Les deux Bateliers Joseph Reyre (1735 - 1812)

Sur un fleuve grossi par les eaux de la pluie
Deux bateliers de compagnie
Conduisaient chacun leur bateau.
Dans son métier encor novice,
L'un ne connaissait guère l'eau ;
Avait si bien appris tous les chemins du port,
Qu'il arrivait toujours sans mauvaise aventure.
L'un et l'autre allaient bien d'abord ;
Leur marche était tranquille et sûre,
Lorsqu'ils virent de loin élevé sur les flots
Un pont dont il fallait traverser les arceaux.
Le pas était fort difficile,
Et demandait un homme habile.
Notre vieux batelier le sentit, et soudain,
Craignant pour son novice un accident tragique :
Holà ! lui cria-t-il, allons bien bride en main ;
C'est ici le moment critique.
Si tu manques le fil de l'eau,
Je ne réponds pas de ta barque :
Il y va même de ta peau,
Et tu pourrais fort bien aller trouver la Parque.
Fais donc si bien la guerre à l'œil,
Et conduis si bien ta nacelle,
Que tu ne m'ailles pas faire prendre le deuil.
Peste ! dit le jeune homme à légère cervelle,
Vous vous y prenez bien de loin!
Je crois que vous rêvez.
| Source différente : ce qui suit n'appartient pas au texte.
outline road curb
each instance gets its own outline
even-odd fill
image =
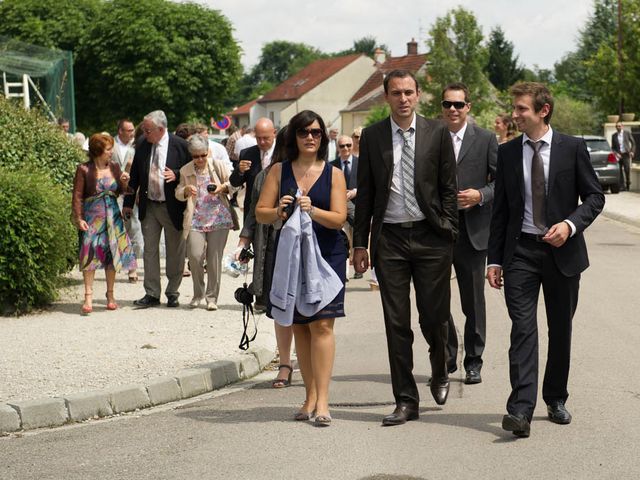
[[[191,398],[259,374],[275,358],[266,348],[197,365],[144,384],[0,404],[0,435],[105,418]]]

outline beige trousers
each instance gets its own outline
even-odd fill
[[[182,232],[171,222],[164,203],[147,202],[147,213],[142,221],[144,237],[144,291],[147,295],[160,298],[160,235],[164,229],[166,251],[165,271],[167,274],[167,297],[179,296],[186,244]]]
[[[222,273],[222,255],[227,244],[229,229],[213,232],[191,230],[187,237],[187,255],[193,280],[193,298],[206,298],[207,303],[218,303],[220,277]],[[207,291],[204,290],[204,260],[207,260]]]

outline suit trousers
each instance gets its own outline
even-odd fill
[[[567,277],[556,266],[551,245],[521,237],[504,270],[504,293],[511,317],[510,414],[531,420],[538,391],[538,323],[540,286],[547,314],[549,347],[542,397],[565,401],[571,356],[571,323],[578,305],[580,275]]]
[[[142,220],[142,236],[144,237],[144,290],[147,295],[160,298],[160,235],[164,230],[165,271],[167,274],[167,297],[179,296],[186,242],[182,232],[173,226],[166,203],[147,202],[147,212]]]
[[[397,405],[417,406],[420,397],[413,377],[413,330],[410,289],[413,280],[422,335],[429,344],[434,378],[446,380],[447,323],[451,301],[453,245],[429,231],[425,221],[411,228],[384,224],[374,265]]]
[[[482,368],[482,352],[484,351],[487,312],[484,299],[485,267],[487,251],[476,250],[467,232],[465,212],[459,212],[458,241],[453,247],[453,268],[460,292],[464,324],[464,361],[465,370],[480,370]],[[453,316],[449,315],[449,336],[447,343],[448,368],[456,370],[456,356],[458,354],[458,335]]]
[[[229,229],[213,232],[191,230],[187,237],[187,255],[193,280],[193,298],[206,298],[207,303],[218,303],[222,255],[227,244]],[[204,289],[204,260],[207,260],[207,290]]]

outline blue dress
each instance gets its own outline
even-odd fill
[[[318,180],[313,184],[307,196],[311,198],[311,205],[320,208],[322,210],[330,210],[331,207],[331,173],[333,167],[328,163],[325,163],[322,174],[318,177]],[[289,191],[298,189],[296,178],[293,174],[290,161],[282,162],[282,176],[280,177],[280,197],[288,195]],[[318,246],[320,252],[325,261],[333,268],[342,281],[342,290],[336,295],[326,307],[320,310],[312,317],[304,317],[296,310],[293,314],[293,323],[304,324],[310,323],[314,320],[320,320],[322,318],[336,318],[344,317],[344,283],[346,280],[346,265],[347,265],[347,239],[342,230],[334,230],[320,225],[317,222],[313,222],[313,232],[318,240]],[[276,239],[276,249],[278,248],[278,238]],[[274,255],[275,257],[275,255]],[[277,279],[274,279],[277,282]],[[271,305],[268,306],[268,316],[270,317]]]

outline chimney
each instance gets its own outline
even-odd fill
[[[418,54],[418,42],[416,42],[415,38],[411,38],[410,42],[407,42],[407,55],[417,55]]]

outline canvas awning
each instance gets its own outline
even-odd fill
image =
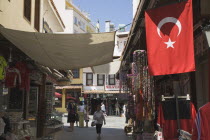
[[[94,73],[116,74],[120,69],[121,61],[115,60],[107,64],[92,67]]]
[[[113,60],[115,32],[46,34],[0,27],[0,33],[33,60],[54,69],[91,67]]]

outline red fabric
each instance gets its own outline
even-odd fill
[[[21,85],[20,71],[16,68],[8,68],[6,70],[5,86],[7,88],[14,88],[17,86],[17,82]]]
[[[194,122],[192,140],[210,140],[210,103],[201,107]]]
[[[22,82],[20,84],[20,89],[30,90],[30,70],[27,65],[23,62],[17,62],[15,67],[20,71]]]
[[[193,122],[196,117],[196,110],[194,105],[191,103],[191,119],[180,119],[180,127],[182,130],[192,134]],[[164,140],[178,140],[177,138],[177,121],[176,120],[165,120],[163,116],[162,105],[158,108],[158,121],[157,123],[163,128]]]
[[[195,71],[192,0],[148,10],[145,22],[151,75]]]

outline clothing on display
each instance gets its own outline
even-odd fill
[[[0,118],[0,136],[4,134],[5,122],[2,118]]]
[[[15,65],[15,68],[17,68],[20,71],[21,74],[21,84],[20,89],[26,89],[26,91],[29,91],[30,89],[30,70],[28,69],[27,65],[24,62],[17,62]]]
[[[180,119],[180,127],[181,127],[180,129],[192,134],[192,128],[193,128],[193,122],[196,116],[196,110],[192,103],[190,103],[189,109],[190,109],[190,119]],[[176,111],[176,109],[173,111]],[[164,110],[163,110],[162,104],[160,104],[158,108],[158,122],[157,123],[163,129],[164,139],[177,140],[178,138],[177,120],[166,120],[164,118]]]
[[[76,121],[76,110],[77,106],[75,103],[68,104],[68,119],[67,122],[74,123]]]
[[[179,104],[179,119],[191,118],[191,106],[189,100],[178,100]],[[166,100],[162,102],[163,115],[165,120],[177,120],[176,100]]]
[[[6,75],[7,62],[3,56],[0,56],[0,80],[3,80]]]
[[[197,113],[193,127],[192,140],[210,139],[210,103],[201,107]]]
[[[5,86],[7,88],[14,88],[17,86],[17,82],[21,85],[21,74],[17,68],[8,68],[6,70]]]

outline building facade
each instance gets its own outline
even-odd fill
[[[65,28],[52,0],[0,1],[0,25],[14,30],[42,33],[63,32]],[[60,81],[70,82],[70,71],[58,71],[35,63],[2,34],[0,46],[1,57],[7,63],[5,69],[11,69],[15,65],[16,71],[20,72],[19,84],[21,82],[24,86],[6,85],[6,76],[0,80],[0,107],[6,109],[18,139],[24,139],[23,136],[36,139],[51,133],[51,127],[61,127],[60,121],[55,125],[51,120],[55,117],[55,85]],[[12,75],[8,75],[10,74]],[[24,134],[19,135],[22,132]]]

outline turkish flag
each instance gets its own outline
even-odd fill
[[[195,71],[192,0],[145,12],[149,72]]]

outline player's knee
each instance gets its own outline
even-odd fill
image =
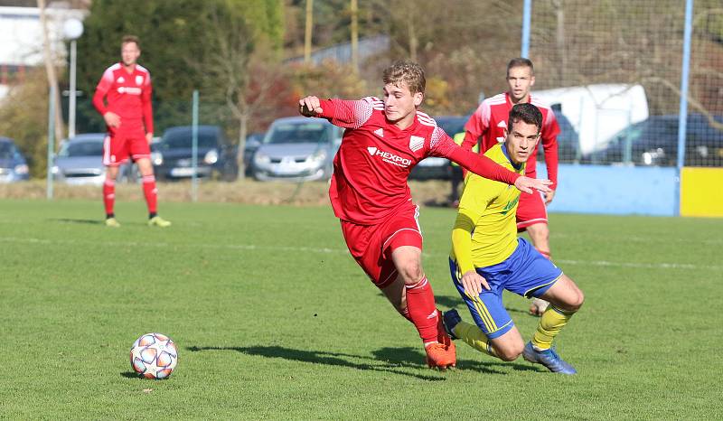
[[[404,284],[411,285],[418,283],[424,277],[424,272],[418,262],[407,262],[399,267],[399,275],[404,279]]]
[[[575,298],[571,303],[571,306],[577,312],[577,310],[580,309],[580,307],[582,307],[583,303],[585,303],[585,295],[579,288],[575,288],[575,290],[577,294],[575,295]]]

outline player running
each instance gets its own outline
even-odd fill
[[[418,111],[426,83],[418,64],[395,63],[384,70],[383,81],[383,100],[310,96],[299,100],[299,112],[346,128],[329,189],[346,245],[371,282],[414,323],[427,364],[445,369],[456,362],[455,344],[441,325],[422,270],[419,209],[407,185],[409,172],[427,156],[442,156],[526,192],[548,192],[549,182],[521,176],[463,149],[434,119]]]
[[[116,199],[116,178],[118,168],[128,156],[138,165],[143,176],[143,193],[148,205],[148,225],[168,227],[171,222],[157,214],[155,177],[151,164],[149,144],[153,138],[151,106],[151,74],[137,64],[141,54],[138,38],[127,35],[120,44],[121,61],[106,69],[93,95],[93,106],[106,120],[108,136],[103,142],[103,203],[106,225],[118,228],[113,205]],[[108,101],[108,106],[103,98]]]
[[[477,110],[470,117],[465,125],[465,140],[462,146],[471,149],[478,141],[481,145],[481,153],[484,154],[491,147],[504,142],[504,132],[507,130],[507,115],[512,106],[529,102],[542,112],[542,147],[545,150],[545,164],[548,169],[548,178],[552,181],[552,189],[545,192],[544,202],[539,192],[524,193],[520,197],[520,207],[517,210],[517,230],[527,230],[532,240],[532,245],[547,258],[550,258],[549,252],[549,229],[548,228],[548,212],[546,205],[555,197],[558,188],[558,135],[559,126],[555,114],[550,108],[530,93],[531,88],[535,84],[535,71],[532,61],[528,59],[512,59],[507,64],[507,84],[510,89],[507,92],[495,95],[482,101]],[[537,148],[530,154],[527,161],[528,177],[537,177]],[[530,306],[530,313],[541,315],[547,308],[548,303],[533,299]]]
[[[484,155],[523,174],[540,140],[543,116],[532,104],[521,103],[512,107],[508,121],[505,142]],[[575,374],[551,345],[584,296],[549,259],[517,238],[514,215],[520,197],[520,191],[512,186],[467,174],[452,231],[449,270],[476,326],[462,322],[456,310],[450,310],[444,314],[445,327],[453,339],[463,339],[505,361],[521,353],[550,371]],[[502,305],[503,289],[551,303],[527,345]]]

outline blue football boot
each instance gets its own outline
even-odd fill
[[[452,339],[459,339],[455,335],[453,330],[460,322],[462,322],[462,317],[459,316],[459,313],[455,309],[442,313],[442,324],[445,326],[445,332]]]
[[[545,351],[537,351],[532,347],[532,342],[527,342],[522,350],[522,357],[530,362],[536,362],[547,367],[553,373],[577,374],[577,371],[568,363],[565,362],[554,348]]]

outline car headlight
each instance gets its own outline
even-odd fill
[[[315,152],[314,154],[306,158],[307,164],[322,164],[326,160],[326,151],[324,149],[319,149],[318,151]]]
[[[154,165],[162,165],[164,164],[164,155],[160,152],[151,152],[151,163]]]
[[[208,164],[209,165],[212,165],[219,161],[219,151],[216,149],[211,149],[206,153],[206,155],[203,156],[203,162]]]
[[[254,155],[254,163],[260,164],[270,164],[271,158],[269,158],[268,154],[259,154],[257,152]]]

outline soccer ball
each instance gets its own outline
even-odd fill
[[[130,348],[130,365],[146,379],[167,378],[177,362],[175,343],[162,333],[141,335]]]

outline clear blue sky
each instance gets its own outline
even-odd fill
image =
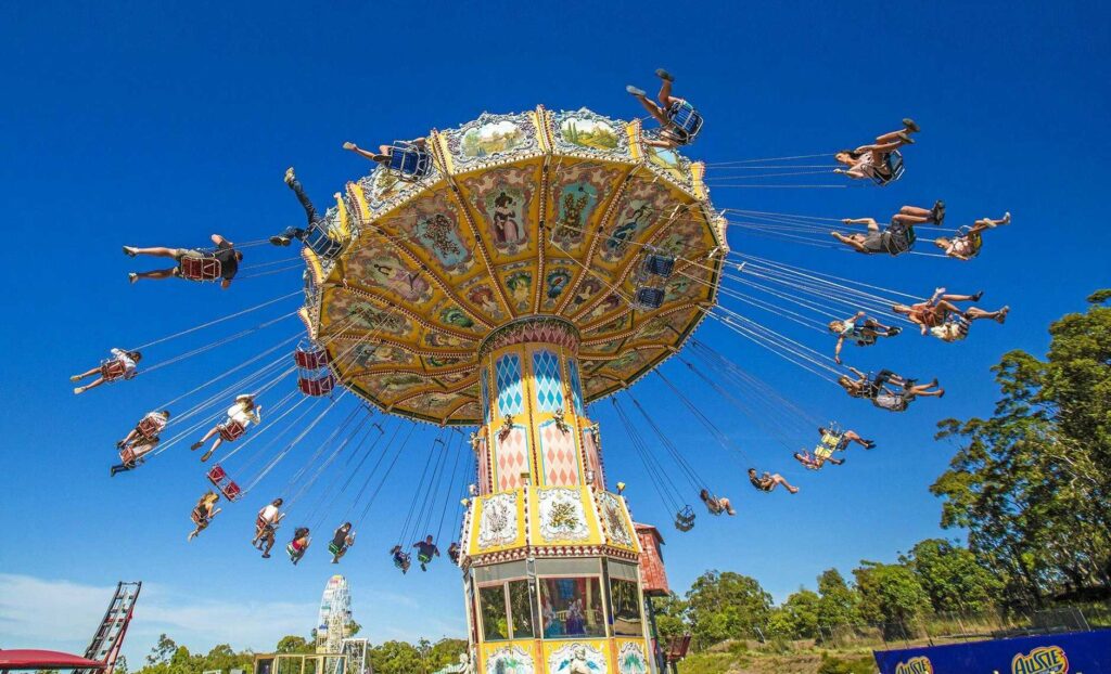
[[[124,273],[132,263],[120,244],[201,245],[212,231],[257,240],[300,222],[282,172],[294,164],[311,195],[326,203],[368,168],[340,151],[349,139],[371,145],[457,125],[483,110],[537,103],[639,115],[623,87],[652,84],[660,66],[678,74],[682,93],[704,112],[705,130],[690,154],[711,162],[851,145],[908,114],[923,127],[907,153],[907,177],[889,189],[720,189],[718,207],[882,219],[902,203],[942,198],[954,223],[1014,213],[1014,224],[992,232],[984,254],[969,264],[864,259],[731,232],[737,250],[914,293],[937,284],[983,289],[985,305],[1008,303],[1013,312],[1004,328],[978,325],[960,345],[908,334],[851,351],[852,362],[867,369],[894,366],[942,380],[943,400],[922,400],[902,415],[848,400],[704,325],[700,339],[817,416],[862,429],[880,449],[853,450],[841,469],[802,474],[785,450],[669,364],[665,371],[691,386],[762,469],[782,470],[802,487],[794,497],[757,494],[740,462],[708,450],[709,437],[689,415],[667,419],[677,444],[721,481],[718,489],[740,510],[728,521],[703,517],[685,535],[670,527],[671,514],[609,403],[595,405],[611,479],[629,483],[638,520],[662,526],[674,587],[685,590],[707,569],[731,570],[783,598],[812,586],[825,567],[848,572],[861,559],[890,560],[937,535],[940,504],[928,486],[952,447],[933,442],[934,423],[989,414],[995,391],[988,368],[1010,349],[1043,352],[1047,324],[1081,310],[1089,292],[1111,281],[1098,198],[1108,179],[1108,7],[688,7],[6,3],[0,190],[11,251],[0,271],[8,345],[0,362],[0,645],[80,650],[108,601],[106,589],[142,579],[150,592],[126,648],[132,656],[160,631],[194,648],[222,641],[268,648],[281,634],[311,628],[336,569],[323,550],[293,569],[284,555],[260,561],[248,545],[267,490],[280,491],[314,444],[291,453],[247,502],[226,506],[189,545],[189,510],[206,485],[194,455],[179,446],[109,480],[113,442],[138,416],[297,325],[282,323],[77,399],[67,376],[110,346],[147,342],[300,283],[299,272],[289,271],[237,281],[228,292],[176,282],[129,288]],[[248,255],[244,263],[258,264],[292,253],[256,248]],[[753,315],[831,348],[815,333]],[[166,360],[254,323],[190,335],[148,356]],[[653,379],[634,392],[651,409],[678,408]],[[463,634],[452,569],[441,562],[427,574],[400,577],[386,554],[432,434],[419,431],[399,479],[339,567],[349,576],[356,617],[374,640]]]

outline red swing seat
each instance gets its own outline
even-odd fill
[[[293,362],[297,363],[298,368],[303,368],[306,370],[319,370],[328,365],[331,359],[328,356],[328,351],[324,349],[306,349],[303,346],[298,346],[293,351]]]
[[[228,501],[238,501],[243,495],[243,491],[236,484],[236,481],[228,476],[228,473],[219,465],[213,465],[208,472],[209,482],[212,483],[223,497]]]
[[[100,363],[100,376],[107,382],[113,382],[128,373],[128,366],[122,362],[112,359]]]
[[[136,432],[144,440],[158,435],[162,431],[163,424],[150,416],[143,416],[142,421],[136,424]]]
[[[220,430],[220,439],[224,442],[236,442],[247,433],[247,429],[238,421],[228,421],[217,427]]]
[[[216,258],[186,255],[178,263],[178,275],[190,281],[216,281],[222,273],[222,265]]]
[[[328,395],[336,389],[336,376],[330,372],[321,379],[298,378],[298,388],[306,395]]]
Et qu'est-il donc besoin
De régler déjà notre marche ?
Lorsque nous serons près de l'arche,
N'y serons-nous donc pas à temps ?
Non, morgue ! répondit le vieillard en colère,
Tout dépend des moments présents.
Je connais ce pays, je sais ce qu'il faut faire;
A ce que je te dis tu peux donc te fier.
Son avis , en effet, était fort salutaire :
Mais notre jeune téméraire
Le laisse pester et crier ;
Et sans prendre aucune mesure,
Au gré des vents, au gré des flots,
Il vous laisse voguer sa barque à l'aventure,
Jusqu'à ce qu'il arrive enfin près des arceaux.
Alors, menacé du naufrage,
Il veut exécuter les conseils du vieillard ;
Il fait force de bras, il met tout en usage ;
Mais c'était s'y prendre trop tard.
Le courant par sa violence
L'entraîne droit vers l'éperon ;
Et, pour prix de son imprudence,
Il passe de sa barque en celle de CHARON.
Mais si, plus docile et plus sage,
Il avait su prendre d'abord
La route qui menait au port,
D'y parvenir sans peine il eût eu l'avantage.

La vie où vous entrez est pour vous un voyage.
Voulez-vous donc, enfants, jouir de l'heureux sort
Qui doit au terme, un jour, être votre partage ?
Prenez le bon chemin dès votre plus bas âge.

Livre I, fable 3


Charon se prononce ici Caron.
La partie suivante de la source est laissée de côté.